With the digitization of historical databases and endowments, care must be taken when designing the framework for an information system on the web. Because conflicts arise frequently in reality, ...different data management requirements are necessary for the preservation of waqf property. For the purpose of creating and putting into place historical information systems and endowments for this inheritance, it is necessary to develop an acceptable management plan.
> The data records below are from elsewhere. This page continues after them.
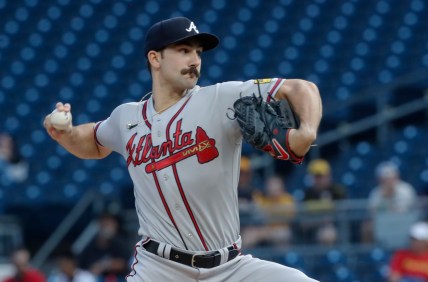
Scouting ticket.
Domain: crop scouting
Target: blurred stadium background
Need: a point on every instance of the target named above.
(368, 58)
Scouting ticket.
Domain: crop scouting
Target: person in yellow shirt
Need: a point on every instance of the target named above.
(278, 207)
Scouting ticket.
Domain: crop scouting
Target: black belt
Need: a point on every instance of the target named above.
(209, 260)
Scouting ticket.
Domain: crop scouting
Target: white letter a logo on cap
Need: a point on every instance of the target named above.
(192, 26)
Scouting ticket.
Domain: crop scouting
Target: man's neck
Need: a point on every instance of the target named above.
(166, 97)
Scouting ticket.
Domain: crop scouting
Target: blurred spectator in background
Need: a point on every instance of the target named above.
(107, 255)
(322, 188)
(12, 167)
(245, 184)
(392, 193)
(278, 207)
(320, 197)
(393, 200)
(68, 270)
(24, 272)
(411, 264)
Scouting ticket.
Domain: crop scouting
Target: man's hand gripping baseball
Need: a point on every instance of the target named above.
(78, 140)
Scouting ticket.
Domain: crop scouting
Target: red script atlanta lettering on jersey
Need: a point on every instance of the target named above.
(181, 147)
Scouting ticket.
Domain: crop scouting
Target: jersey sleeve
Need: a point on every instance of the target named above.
(107, 132)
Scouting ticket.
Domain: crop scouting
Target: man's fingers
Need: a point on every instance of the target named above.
(63, 107)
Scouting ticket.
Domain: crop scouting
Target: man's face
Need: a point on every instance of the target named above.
(180, 65)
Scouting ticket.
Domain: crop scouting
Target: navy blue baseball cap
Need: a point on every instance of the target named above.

An inheritance that is thought to be distinct from customary ones since it is governed by its own law is referred to as waqf, as an example. They typically comprise histories and endowments that need to be protected to ensure sustenance among the population and to ensure they live up to the standards of the community and country. This research was compiled and analyzed to support stakeholders in producing a more practical, focused, and value-delivery framework. The datasets were mapped based on relationships, graph databases, and semantic networks. Moreover, the framework was developed using several data representation models to ensure easier, faster, and more accurate methods of displaying the data. Relationships, graph databases, and semantic networks were used to map the datasets. The design was made available to users, administrators, and managers, with the latter group being in charge of maintaining data control over each entity. The case study was conducted using historical information and waqf from the Nadzir Pangeran Sumedang Indonesia Waqf Foundation (YNWPS) in the Kingdom of Sumedang Larang Indonesia (KSL).` The creation of a web-based information system to keep track of the data in each entity and ensure better preservation of historical genealogical databases and endowments was made simpler by the structured framework design.